「社会保障がない」中国 シャドーバンキングの存在に懸念も – livedoor



 当連載では、中国経済バブル崩壊について解説し、中国はあらゆる面で発展の限界に達していることをお伝えしてきた。今回は、また違った側面から、中国経済の問題点を見ていきたい。

 中国の場合、バブルが膨れ上がるスピードがあまりに早く、インフラや社会制度が十分に整備されないまま崩壊しようとしているという問題がある。

 中国のバブルが拡大した理由のひとつに、社会保障制度の脆弱性がある。中国の場合、年金をはじめとした社会保障制度がないに等しい。つまり、人々は老後の資金などにおいて国をあてにすることができないため、自ら用意する必要があるのだ。

 また、前回言及したように、今の中国は一人っ子政策の弊害で若年層が少なく、高齢者が多い。そのため、将来的には1人の現役世代が6人の高齢者を支える人口構造になるといわれる。当然ながら、介護負担などが重くのしかかる。

 このような状況においては、老後の資金を自ら蓄えておかない限り、人生設計すらままならない。そういった事情から、中国では余剰資金は貯蓄に回りやすい傾向がある。そして、そこで問題になるのがシャドー・バンキング(影の銀行)の存在だ。

 これは、証券会社やヘッジファンドなど銀行以外の金融機関が行う金融仲介業務で、理財商品と呼ばれる高利回りの資産運用商品が、その代表格である。一種の私募ファンドともいえるが、かつては多くの人が安心してこれを買っていた。

 中国の企業には、国有あるいは地方政府や中央政府の幹部が絡んでいるものが多い。そのため、「企業は潰れない」「政府が倒産させないだろう」という前提があり、人々は高利回りの理財商品を疑うことなく買っていた。

 しかし、2014年に中国は大きな方針変更を行った。「今後、適正でない企業に関しては倒産を容認する」としたのだ。つまり、今後は企業の倒産が発生することを意味しており、実際に倒産や社債のデフォルトが起き始めている。こうなってしまうと、もはや理財商品は安全であるとはいえなくなってしまった。

 理財商品を中心としたシャドーバンキング市場は約300兆円ともいわれており、仮にデフォルトが続けば、その影響は計り知れない。

●不動産も株式も逆ざやになってしまう中国

 また、価格上昇を続けてきた不動産市場においても、限界が見えてきている。都市部の不動産投資の利回りは、平均2%前後まで低下してしまった。これは、どういうことだろうか。

 例えば、ある物件を5万円の家賃で人に貸したとする。年間の家賃収入は60万円だ。その物件の価格が1000万円の場合、年利は6%ということになる。しかし、3000万円の場合は年利2%だ。これでは、中国の平均借入金利のほうが高い。つまり、今は多額のお金を借りて不動産を購入して投資に回しても、完全な逆ざや状態になってしまっているのだ。
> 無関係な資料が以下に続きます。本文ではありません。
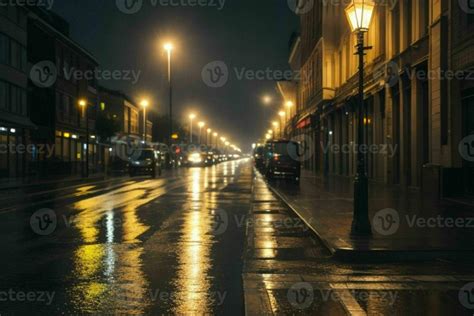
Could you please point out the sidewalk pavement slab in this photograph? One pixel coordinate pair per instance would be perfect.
(415, 228)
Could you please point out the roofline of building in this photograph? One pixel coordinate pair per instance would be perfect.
(294, 48)
(117, 93)
(63, 37)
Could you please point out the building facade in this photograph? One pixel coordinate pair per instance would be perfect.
(415, 112)
(15, 124)
(63, 124)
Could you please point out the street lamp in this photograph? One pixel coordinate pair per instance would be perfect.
(267, 100)
(289, 105)
(359, 13)
(208, 135)
(215, 139)
(169, 48)
(144, 105)
(83, 105)
(201, 125)
(275, 126)
(282, 115)
(191, 118)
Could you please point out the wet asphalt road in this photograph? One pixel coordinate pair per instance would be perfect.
(128, 246)
(196, 241)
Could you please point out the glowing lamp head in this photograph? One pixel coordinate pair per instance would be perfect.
(359, 13)
(144, 104)
(168, 47)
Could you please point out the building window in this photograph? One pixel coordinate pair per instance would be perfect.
(134, 121)
(470, 19)
(3, 95)
(12, 53)
(4, 49)
(396, 29)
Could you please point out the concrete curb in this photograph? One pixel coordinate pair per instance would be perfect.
(379, 255)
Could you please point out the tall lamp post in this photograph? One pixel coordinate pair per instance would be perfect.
(282, 123)
(201, 125)
(359, 13)
(144, 105)
(169, 48)
(83, 105)
(267, 100)
(208, 136)
(191, 119)
(215, 139)
(275, 125)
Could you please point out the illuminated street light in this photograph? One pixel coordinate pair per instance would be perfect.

 言い換えれば、中国の不動産価格は上限に達している。そんな中で起きたのが、今回の株式バブルであった。中国の株価は1年間で約2.5倍、年初からの上昇率60%という異常な上昇を見せた。これは、ほかの市場から逃げてきた投資資金が、株式市場に一極集中したからである。

 また、この株式市場拡大の背景には「政府の方針として、株価の高値を維持する政策をとるだろう」という、人々の期待もあった。ところが、株価の上昇も限界に達した。

 中国の株価収益率(PER)は、銀行などの金融業種を除くと、約40倍にまで上昇していた。一般的に、PERの数値は高いほうが割高とされる。配当などを考えた場合、これでは株式投資も逆ざや状態になる可能性が高く、このような状態で株価が上昇し続けるのはありえない。そこでバブルがはじけたのは、必然の結果といえる。